Speculative decoding uses a small “draft” model to generate candidate tokens, which are then verified in parallel by the larger “target” model. This can achieve 2-3x speedup with identical output quality.
How it works
Normal autoregressive generation is inherently sequential:
Step 1: Target → token₁ (200ms)
Step 2: Target → token₂ (200ms)
Step 3: Target → token₃ (200ms)
Total: 600ms for 3 tokens
Speculative decoding parallelizes verification:
Step 1: Draft → [token₁, token₂, token₃] (3 × 20ms = 60ms)
Step 2: Target verifies [token₁, token₂, token₃] in parallel (200ms)
Total: 260ms for 3 tokens → 2.3x speedup
The key insight: verifying multiple tokens in a single forward pass is nearly as fast as generating one token, since the compute is parallelized across the sequence dimension.
Architecture
From mlx-rs-core/src/speculative.rs:
mlx-rs-core/src/speculative.rs
/// Speculative decoding generator
///
/// Uses a draft model to speculate multiple tokens ahead, then verifies them
/// with the target model in a single forward pass.
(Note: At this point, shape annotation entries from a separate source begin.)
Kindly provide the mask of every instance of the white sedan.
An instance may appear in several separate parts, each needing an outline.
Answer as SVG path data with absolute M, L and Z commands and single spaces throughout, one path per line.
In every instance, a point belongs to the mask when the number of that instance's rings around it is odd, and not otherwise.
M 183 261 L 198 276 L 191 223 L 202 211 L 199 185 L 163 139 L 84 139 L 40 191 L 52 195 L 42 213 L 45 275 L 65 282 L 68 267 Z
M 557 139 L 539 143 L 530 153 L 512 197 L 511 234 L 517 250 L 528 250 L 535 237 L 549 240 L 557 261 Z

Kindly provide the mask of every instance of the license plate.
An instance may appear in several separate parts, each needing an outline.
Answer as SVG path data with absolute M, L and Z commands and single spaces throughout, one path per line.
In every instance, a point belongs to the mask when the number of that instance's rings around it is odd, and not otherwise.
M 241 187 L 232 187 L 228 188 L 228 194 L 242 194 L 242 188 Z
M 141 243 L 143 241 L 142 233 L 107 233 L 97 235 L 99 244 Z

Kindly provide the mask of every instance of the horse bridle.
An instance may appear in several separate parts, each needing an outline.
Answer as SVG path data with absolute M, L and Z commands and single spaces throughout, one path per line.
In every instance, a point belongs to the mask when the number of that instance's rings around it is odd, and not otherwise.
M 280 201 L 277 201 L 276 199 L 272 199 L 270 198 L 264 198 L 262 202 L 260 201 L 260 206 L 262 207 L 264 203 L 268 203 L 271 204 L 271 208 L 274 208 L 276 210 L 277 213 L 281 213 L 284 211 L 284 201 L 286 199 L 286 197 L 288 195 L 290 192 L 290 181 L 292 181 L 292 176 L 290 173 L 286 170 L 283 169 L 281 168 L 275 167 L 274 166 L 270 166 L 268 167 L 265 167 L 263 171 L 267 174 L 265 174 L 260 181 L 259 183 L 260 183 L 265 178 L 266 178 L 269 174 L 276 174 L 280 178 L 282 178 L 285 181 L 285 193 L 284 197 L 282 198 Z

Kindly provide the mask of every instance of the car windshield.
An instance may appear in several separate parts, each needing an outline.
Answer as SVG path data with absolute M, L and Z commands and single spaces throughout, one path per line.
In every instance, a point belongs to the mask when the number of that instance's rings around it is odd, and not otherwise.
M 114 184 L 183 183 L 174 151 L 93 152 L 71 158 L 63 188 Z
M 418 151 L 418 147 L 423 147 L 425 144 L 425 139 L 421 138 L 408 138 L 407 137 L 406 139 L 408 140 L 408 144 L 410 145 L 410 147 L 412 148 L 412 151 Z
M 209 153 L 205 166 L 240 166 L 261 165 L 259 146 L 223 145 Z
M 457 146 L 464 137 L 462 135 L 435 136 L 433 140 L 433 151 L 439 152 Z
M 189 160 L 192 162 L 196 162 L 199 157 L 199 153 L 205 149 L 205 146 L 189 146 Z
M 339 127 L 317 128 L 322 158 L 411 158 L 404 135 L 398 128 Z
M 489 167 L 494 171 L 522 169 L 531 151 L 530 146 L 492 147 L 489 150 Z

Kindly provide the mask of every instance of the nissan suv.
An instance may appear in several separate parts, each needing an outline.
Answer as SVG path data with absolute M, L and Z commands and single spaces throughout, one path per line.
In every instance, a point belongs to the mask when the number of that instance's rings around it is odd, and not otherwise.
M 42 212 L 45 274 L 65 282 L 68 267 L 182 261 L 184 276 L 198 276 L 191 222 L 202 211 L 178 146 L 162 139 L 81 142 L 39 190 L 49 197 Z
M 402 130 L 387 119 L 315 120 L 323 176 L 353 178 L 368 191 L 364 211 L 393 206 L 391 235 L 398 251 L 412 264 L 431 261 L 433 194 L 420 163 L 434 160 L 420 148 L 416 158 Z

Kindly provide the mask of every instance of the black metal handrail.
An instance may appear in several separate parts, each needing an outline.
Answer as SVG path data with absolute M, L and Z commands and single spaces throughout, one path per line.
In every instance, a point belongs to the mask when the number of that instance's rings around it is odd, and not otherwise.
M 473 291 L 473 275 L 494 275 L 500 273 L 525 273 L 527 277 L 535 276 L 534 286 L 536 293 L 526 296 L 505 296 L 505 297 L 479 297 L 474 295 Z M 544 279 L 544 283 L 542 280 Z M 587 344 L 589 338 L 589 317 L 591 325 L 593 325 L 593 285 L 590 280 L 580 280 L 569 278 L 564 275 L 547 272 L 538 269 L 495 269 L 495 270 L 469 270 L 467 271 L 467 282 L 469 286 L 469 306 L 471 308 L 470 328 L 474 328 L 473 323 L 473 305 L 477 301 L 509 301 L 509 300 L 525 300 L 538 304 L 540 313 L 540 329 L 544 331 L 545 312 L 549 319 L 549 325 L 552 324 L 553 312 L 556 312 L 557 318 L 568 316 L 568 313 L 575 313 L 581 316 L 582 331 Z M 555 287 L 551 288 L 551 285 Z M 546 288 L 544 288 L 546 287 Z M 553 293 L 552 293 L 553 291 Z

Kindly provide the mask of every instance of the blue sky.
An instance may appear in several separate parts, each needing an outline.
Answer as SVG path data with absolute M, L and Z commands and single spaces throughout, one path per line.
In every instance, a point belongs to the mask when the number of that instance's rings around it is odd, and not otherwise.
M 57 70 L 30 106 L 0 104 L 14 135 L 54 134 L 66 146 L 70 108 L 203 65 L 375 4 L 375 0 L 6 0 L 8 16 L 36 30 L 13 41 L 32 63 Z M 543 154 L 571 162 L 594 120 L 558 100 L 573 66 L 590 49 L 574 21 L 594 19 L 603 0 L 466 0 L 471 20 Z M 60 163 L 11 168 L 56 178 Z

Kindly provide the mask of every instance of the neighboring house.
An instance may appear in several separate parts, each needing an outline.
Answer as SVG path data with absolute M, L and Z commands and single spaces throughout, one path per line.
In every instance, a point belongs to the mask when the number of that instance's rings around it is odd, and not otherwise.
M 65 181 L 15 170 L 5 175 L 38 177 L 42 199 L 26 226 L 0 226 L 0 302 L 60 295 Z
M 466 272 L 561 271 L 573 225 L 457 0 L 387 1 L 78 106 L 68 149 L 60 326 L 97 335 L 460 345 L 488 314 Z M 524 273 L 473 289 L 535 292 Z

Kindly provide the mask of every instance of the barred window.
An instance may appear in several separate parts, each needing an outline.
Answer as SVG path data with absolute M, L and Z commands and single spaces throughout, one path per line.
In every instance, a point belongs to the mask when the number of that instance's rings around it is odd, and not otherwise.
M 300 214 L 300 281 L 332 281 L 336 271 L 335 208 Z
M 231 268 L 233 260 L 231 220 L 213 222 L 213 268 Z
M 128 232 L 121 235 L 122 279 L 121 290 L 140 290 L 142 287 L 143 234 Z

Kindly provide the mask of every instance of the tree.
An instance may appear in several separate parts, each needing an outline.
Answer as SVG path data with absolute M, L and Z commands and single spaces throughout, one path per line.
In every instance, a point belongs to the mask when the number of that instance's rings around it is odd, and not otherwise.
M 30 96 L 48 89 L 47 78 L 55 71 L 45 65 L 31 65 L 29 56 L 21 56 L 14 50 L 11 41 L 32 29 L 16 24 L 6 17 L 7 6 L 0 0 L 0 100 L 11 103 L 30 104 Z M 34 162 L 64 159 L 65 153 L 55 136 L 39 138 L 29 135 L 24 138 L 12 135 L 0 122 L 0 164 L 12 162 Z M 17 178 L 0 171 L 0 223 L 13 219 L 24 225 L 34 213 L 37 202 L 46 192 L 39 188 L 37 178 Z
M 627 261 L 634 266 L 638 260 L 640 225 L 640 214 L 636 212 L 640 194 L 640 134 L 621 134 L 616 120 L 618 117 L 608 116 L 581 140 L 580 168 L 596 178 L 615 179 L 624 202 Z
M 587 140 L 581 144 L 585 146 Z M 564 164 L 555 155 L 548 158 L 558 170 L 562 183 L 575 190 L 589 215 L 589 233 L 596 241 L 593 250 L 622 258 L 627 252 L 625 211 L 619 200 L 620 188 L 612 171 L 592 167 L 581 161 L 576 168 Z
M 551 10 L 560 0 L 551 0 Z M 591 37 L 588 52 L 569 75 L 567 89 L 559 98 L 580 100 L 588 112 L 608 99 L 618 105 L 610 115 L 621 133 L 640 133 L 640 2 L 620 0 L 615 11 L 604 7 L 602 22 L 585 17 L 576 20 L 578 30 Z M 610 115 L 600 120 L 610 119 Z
pub struct SpeculativeGenerate<'a, M, D, C>
where
M: SpeculativeModel,
D: SpeculativeModel,
C: KeyValueCache + Default,
{
/// Target (large) model
target_model: &'a mut M,
/// Draft (small) model
draft_model: &'a mut D,
/// KV cache for target model
target_cache: &'a mut Vec<Option<C>>,
/// KV cache for draft model
draft_cache: &'a mut Vec<Option<C>>,
/// Number of draft tokens to generate per step
num_draft_tokens: usize,
/// Temperature for sampling
temperature: f32,
// ...
}
Algorithm
1. Generate draft tokens
mlx-rs-core/src/speculative.rs
/// Generate draft tokens using the draft model
fn generate_draft_tokens(&mut self, start_token: &Array) -> Result<Vec<Array>, Exception> {
let mut tokens = Vec::with_capacity(self.num_draft_tokens);
let mut current = start_token.clone();
for _ in 0..self.num_draft_tokens {
let input = current.index((.., NewAxis));
let logits = self.draft_model.forward_speculative(&input, self.draft_cache)?;
let token = self.sample(&logits)?;
let _ = async_eval([&token]);
tokens.push(token.clone());
current = token;
}
Ok(tokens)
}
2. Verify with target model
mlx-rs-core/src/speculative.rs
/// Verify draft tokens with target model
/// Returns (accepted_count, all_tokens, all_logprobs)
fn verify_draft_tokens(
&mut self,
input_tokens: &Array,
) -> Result<(usize, Vec<Array>, Vec<Array>), Exception> {
// Forward all tokens through target model at once
let logits = self.target_model.forward_speculative(input_tokens, self.target_cache)?;
let seq_len = input_tokens.shape()[1] as usize;
let mut tokens = Vec::with_capacity(seq_len);
let mut logprobs = Vec::with_capacity(seq_len);
// Sample from each position's logits
for i in 0..seq_len {
let pos_logits = logits.index((.., i as i32, ..));
let token = self.sample(&pos_logits)?;
// Compute log probabilities
let log_sum_exp = logsumexp_axis(&pos_logits, -1, true)?;
let lp = pos_logits.subtract(&log_sum_exp)?;
tokens.push(token);
logprobs.push(lp);
}
eval(&tokens)?;
Ok((seq_len, tokens, logprobs))
}
3. Accept or reject
mlx-rs-core/src/speculative.rs
// Compare draft tokens with target tokens to find acceptance
let mut accepted = 0;
for i in 0..draft_tokens.len() {
let draft_id = draft_tokens[i].item::<u32>();
let target_id = target_tokens[i].item::<u32>();
if draft_id == target_id {
accepted += 1;
// Queue accepted token
self.pending_tokens.push(SpeculativeToken {
token: draft_tokens[i].clone(),
logprobs: target_logprobs[i].clone(),
from_draft: true,
});
} else {
break; // Stop at first mismatch
}
}
// The token at position `accepted` is from target model (correction or next)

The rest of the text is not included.